About Diagnosis & Treatment

Primary health care workers see patients before any other trained health workers. Primary health care workers diagnose common and important health problems and prescribe medicines. However, they may have little formal medical training and little access to help and advice. They often work in health centres with few medicines or resources. Good training for primary health care workers is, therefore, very important.

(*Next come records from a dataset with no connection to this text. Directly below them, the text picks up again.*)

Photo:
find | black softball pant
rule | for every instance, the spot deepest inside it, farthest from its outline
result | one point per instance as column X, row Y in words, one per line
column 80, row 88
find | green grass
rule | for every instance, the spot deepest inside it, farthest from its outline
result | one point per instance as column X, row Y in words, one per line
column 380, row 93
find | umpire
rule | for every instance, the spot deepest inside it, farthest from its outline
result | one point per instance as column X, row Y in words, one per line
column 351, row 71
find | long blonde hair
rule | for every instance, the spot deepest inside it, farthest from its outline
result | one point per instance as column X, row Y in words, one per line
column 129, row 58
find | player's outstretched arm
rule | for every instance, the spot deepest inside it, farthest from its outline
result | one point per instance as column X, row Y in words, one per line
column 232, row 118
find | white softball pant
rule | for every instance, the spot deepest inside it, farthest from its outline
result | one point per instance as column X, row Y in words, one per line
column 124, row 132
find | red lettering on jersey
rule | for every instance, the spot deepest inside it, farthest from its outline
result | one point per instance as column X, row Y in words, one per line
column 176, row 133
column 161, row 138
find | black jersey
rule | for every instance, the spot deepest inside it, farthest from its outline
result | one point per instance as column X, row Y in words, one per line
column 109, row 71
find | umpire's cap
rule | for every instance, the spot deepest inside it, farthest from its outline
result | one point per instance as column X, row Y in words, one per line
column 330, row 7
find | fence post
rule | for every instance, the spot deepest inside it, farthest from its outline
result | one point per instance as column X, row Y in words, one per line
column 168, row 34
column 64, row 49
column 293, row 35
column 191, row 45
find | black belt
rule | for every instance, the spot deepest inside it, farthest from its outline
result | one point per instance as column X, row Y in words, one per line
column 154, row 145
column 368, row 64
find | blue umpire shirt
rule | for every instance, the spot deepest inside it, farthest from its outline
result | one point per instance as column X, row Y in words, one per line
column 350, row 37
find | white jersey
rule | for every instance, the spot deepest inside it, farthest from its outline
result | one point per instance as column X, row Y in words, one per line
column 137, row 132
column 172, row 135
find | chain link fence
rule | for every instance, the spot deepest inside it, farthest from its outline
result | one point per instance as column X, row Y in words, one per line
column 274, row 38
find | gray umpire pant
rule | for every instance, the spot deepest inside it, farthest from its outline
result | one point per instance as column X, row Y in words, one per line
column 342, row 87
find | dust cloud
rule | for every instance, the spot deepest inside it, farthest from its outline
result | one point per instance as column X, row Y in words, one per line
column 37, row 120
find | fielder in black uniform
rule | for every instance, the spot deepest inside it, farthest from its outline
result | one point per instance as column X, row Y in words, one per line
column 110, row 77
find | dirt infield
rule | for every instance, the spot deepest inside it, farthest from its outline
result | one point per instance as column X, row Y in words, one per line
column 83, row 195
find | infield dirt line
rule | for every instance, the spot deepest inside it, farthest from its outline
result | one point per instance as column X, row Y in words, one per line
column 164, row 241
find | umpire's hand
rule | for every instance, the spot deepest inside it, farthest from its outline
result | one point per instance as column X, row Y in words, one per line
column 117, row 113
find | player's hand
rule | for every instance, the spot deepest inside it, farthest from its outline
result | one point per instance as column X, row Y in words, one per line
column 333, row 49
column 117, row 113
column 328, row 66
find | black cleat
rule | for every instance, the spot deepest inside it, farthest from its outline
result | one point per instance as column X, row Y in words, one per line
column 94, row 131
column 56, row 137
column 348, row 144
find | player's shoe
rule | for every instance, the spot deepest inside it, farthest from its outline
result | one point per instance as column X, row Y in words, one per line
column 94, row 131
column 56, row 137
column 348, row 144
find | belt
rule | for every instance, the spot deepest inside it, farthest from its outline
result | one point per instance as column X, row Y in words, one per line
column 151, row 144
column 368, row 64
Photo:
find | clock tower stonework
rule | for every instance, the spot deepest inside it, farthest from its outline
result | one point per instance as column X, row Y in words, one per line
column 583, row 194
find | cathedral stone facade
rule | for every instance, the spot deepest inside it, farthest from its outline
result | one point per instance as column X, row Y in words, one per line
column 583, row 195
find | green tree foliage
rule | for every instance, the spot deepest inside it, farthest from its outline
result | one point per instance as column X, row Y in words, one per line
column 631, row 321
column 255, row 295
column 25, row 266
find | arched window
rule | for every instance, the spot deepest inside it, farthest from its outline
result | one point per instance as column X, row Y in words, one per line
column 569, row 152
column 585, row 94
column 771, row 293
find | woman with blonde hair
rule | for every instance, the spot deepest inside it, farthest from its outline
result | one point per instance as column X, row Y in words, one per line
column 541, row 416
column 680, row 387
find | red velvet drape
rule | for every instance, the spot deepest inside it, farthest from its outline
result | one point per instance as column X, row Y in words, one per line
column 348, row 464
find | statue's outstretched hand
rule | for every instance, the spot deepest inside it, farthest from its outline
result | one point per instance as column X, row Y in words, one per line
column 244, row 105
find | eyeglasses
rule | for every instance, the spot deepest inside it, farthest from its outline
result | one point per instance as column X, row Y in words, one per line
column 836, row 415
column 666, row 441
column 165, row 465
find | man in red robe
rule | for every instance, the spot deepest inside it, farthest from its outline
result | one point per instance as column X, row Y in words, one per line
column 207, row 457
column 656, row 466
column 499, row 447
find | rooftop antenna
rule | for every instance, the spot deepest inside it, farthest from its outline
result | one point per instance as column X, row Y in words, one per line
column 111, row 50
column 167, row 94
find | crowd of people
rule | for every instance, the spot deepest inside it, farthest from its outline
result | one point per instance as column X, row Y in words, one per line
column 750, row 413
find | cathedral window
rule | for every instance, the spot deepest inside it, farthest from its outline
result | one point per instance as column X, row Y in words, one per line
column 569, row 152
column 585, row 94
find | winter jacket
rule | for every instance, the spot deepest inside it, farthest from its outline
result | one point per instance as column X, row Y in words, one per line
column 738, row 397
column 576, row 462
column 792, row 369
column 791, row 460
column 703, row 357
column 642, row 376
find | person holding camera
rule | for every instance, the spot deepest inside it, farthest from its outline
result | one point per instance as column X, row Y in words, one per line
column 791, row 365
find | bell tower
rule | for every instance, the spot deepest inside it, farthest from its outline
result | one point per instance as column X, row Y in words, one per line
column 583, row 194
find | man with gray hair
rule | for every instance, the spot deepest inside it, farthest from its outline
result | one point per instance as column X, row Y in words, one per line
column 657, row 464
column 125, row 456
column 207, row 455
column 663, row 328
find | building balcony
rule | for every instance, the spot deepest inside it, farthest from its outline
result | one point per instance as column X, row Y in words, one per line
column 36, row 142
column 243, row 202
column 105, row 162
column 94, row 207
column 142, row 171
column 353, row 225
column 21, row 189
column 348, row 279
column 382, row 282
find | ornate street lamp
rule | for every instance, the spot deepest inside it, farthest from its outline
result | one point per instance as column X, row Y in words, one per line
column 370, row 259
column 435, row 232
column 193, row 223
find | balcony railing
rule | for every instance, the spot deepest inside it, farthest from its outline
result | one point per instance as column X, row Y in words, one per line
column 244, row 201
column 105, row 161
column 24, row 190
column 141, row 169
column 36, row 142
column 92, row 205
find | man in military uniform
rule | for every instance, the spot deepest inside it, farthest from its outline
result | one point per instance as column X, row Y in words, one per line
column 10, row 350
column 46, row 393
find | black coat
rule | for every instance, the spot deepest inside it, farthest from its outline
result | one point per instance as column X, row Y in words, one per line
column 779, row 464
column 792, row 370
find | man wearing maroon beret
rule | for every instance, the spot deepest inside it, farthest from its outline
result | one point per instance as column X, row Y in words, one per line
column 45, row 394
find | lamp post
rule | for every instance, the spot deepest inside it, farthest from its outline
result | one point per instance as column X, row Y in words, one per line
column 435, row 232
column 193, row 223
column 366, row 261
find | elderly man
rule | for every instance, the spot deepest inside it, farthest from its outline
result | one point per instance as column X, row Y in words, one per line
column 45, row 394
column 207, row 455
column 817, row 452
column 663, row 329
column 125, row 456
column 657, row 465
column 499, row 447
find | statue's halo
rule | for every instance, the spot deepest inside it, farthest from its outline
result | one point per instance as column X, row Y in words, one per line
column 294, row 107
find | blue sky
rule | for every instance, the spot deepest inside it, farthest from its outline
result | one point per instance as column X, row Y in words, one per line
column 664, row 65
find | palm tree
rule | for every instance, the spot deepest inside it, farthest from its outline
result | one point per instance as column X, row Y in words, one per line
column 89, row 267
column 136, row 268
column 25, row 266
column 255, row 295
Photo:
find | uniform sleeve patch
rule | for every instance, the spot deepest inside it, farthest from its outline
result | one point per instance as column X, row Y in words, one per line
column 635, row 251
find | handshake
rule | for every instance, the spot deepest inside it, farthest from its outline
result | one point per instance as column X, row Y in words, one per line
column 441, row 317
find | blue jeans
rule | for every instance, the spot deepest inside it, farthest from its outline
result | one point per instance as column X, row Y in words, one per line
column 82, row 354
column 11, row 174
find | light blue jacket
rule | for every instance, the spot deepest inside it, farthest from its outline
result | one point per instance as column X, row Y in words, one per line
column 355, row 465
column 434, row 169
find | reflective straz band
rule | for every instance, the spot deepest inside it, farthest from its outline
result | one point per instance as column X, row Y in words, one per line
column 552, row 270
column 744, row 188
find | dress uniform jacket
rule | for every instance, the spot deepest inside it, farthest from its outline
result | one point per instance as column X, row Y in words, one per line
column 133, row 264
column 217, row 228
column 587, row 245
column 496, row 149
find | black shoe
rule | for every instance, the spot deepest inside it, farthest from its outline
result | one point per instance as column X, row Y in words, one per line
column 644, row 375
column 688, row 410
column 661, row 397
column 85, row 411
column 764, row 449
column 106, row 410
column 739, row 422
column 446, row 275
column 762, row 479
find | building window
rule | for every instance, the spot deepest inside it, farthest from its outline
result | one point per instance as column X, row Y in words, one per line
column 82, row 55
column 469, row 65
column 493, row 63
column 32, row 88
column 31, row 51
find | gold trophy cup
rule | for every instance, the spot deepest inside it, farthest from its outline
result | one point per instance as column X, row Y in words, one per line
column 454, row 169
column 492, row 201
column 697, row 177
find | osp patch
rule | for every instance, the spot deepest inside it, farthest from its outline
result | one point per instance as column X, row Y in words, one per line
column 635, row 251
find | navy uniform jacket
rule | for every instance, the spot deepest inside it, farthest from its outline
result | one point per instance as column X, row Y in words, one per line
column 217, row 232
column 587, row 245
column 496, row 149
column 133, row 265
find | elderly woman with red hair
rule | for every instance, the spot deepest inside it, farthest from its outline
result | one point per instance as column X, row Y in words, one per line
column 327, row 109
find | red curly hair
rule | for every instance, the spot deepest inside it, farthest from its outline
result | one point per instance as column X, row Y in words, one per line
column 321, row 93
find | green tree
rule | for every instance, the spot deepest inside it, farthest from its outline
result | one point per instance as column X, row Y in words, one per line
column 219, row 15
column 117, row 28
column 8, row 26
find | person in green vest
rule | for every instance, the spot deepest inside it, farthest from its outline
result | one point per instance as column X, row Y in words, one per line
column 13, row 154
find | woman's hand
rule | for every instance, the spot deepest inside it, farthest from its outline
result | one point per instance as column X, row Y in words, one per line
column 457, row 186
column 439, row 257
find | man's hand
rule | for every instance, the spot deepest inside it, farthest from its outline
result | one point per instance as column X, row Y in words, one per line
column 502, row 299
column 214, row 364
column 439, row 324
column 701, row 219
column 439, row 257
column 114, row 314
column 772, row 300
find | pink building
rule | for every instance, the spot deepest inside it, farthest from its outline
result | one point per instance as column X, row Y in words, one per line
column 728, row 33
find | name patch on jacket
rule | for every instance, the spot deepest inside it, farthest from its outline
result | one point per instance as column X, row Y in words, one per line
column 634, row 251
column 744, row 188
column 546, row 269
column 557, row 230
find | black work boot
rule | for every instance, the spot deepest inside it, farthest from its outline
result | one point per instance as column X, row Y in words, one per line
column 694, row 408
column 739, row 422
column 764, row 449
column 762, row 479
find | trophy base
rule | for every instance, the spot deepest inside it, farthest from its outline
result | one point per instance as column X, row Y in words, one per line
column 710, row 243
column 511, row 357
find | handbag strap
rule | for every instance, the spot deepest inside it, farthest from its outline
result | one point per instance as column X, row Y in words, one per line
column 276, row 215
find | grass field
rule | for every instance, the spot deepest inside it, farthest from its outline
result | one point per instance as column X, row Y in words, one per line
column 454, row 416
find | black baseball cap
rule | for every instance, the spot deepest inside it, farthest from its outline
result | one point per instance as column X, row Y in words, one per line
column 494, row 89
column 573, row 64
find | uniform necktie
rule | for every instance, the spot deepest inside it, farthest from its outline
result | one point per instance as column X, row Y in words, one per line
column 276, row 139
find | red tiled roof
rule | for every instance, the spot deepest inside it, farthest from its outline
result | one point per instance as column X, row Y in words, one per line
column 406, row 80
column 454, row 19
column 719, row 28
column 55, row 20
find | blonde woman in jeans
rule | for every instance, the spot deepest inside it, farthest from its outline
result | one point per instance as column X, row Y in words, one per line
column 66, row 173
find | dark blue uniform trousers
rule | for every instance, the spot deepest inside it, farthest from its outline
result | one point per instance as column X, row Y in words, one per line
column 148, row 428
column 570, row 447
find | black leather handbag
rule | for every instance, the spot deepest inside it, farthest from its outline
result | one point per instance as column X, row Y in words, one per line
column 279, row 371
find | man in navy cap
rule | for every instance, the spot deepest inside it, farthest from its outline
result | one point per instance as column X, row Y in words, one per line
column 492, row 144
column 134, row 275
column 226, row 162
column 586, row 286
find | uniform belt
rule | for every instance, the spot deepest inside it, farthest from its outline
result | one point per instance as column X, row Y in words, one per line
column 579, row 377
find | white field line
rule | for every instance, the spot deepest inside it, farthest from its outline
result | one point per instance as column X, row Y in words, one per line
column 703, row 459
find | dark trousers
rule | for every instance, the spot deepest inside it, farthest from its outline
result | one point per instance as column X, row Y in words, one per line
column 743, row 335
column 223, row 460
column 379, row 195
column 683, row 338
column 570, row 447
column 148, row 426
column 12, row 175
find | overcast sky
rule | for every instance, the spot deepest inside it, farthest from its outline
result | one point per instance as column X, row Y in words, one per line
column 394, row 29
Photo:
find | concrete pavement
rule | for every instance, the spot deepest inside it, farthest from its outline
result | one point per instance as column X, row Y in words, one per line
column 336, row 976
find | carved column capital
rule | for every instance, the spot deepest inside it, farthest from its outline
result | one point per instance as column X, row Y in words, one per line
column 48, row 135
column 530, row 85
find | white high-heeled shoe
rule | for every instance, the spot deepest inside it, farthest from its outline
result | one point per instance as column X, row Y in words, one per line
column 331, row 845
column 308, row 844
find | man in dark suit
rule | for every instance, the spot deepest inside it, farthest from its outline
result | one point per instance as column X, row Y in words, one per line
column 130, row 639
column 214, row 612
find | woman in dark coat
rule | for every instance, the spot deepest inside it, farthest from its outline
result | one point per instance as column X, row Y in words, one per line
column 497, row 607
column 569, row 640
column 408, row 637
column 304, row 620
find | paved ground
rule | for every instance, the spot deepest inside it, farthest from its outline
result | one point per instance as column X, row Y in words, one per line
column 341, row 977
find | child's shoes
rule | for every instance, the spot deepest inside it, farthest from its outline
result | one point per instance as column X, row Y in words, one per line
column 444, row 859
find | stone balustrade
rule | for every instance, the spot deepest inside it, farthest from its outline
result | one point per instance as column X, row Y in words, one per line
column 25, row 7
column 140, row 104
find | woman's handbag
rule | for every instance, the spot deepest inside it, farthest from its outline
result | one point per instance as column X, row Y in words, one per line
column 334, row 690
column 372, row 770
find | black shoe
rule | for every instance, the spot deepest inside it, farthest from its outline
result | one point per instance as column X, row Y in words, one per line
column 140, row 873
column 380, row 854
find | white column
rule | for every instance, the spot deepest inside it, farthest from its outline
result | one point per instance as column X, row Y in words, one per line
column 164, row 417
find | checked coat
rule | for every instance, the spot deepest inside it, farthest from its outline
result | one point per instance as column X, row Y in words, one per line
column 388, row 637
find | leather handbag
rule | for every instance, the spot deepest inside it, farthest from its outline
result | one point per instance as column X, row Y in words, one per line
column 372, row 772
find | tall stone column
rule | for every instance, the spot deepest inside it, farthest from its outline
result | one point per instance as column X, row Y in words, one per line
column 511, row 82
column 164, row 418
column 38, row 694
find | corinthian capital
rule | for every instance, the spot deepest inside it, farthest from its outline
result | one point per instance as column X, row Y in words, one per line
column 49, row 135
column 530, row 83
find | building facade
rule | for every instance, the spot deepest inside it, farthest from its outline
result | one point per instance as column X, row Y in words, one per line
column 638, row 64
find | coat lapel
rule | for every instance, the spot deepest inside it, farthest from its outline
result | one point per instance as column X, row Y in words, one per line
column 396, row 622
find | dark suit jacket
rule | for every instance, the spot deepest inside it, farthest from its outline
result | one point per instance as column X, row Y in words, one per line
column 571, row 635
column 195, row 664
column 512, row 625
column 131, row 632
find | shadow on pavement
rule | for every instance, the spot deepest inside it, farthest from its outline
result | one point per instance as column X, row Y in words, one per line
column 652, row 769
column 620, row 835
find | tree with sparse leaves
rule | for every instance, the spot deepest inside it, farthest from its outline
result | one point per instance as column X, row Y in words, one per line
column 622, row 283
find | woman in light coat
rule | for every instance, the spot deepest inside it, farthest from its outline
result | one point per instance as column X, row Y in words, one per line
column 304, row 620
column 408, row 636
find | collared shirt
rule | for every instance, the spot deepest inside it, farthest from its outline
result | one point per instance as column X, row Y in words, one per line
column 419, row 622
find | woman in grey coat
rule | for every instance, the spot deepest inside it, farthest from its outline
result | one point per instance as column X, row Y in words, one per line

Since the first edition of Diagnosis and Treatment was published in 2000, through Voluntary Services Overseas, non-communicable diseases have overtaken infectious disease as the primary causes of death in developing countries. This new edition reflects the new priorities that primary health care workers have as they face the challenge of providing care with limited resources and uncertain levels of support from supervising clinicians.

Meet the team

Keith Birrell

Keith is a volunteer doctor in Mfuwe, Zambia and a locum GP in the UK. He was senior partner and GP trainer for many years at Herrington Medical Centre in Sunderland, UK. Herrington achieved Outstanding in their 2020 CQC inspection. Keith is lead author of patientcentre.org a website hosting toolkits for shared decision-making in primary care. He is also lead author of realgeneralpractice.org a website created to help GP trainees to improve their communication skills and improve their ability to share decisions with their patients in an evidence based way. He worked in Tanzania with Voluntary Services Overseas.

Ginny Birrell

Ginny is a volunteer doctor in Mfuwe, Zambia and a locum consultant paediatrician in the UK. Ginny was a consultant paediatrician at James Cook University Hospital, Middlesbrough UK for 17 years. She was clinical director of the Department of Paediatrics for 5 years. She led the diabetes and endocrinology services and developed services for paediatric gynaecology and eating disorders. She worked in Tanzania with Voluntary Services Overseas.

Ian Cross

Soon after qualifying, Dr Ian Cross worked for the Save the Children Fund in Burkina Faso, Southern Sudan, Ethiopia, Northeast Thailand and The Gambia. He took a break to train as a GP in North Devon, then worked for British Aid as Chief Medical Officer in a province of the Solomon Islands, followed by a stint as senior medical advisor to the ODA (Africa). Since retiring from 25 years full-time general practice in Leicester, he has worked for Médecins Sans Frontières in Eswatini, Delhi, Bangladesh and Kenya. He is also a volunteer doctor in Mfuwe, Eastern Zambia.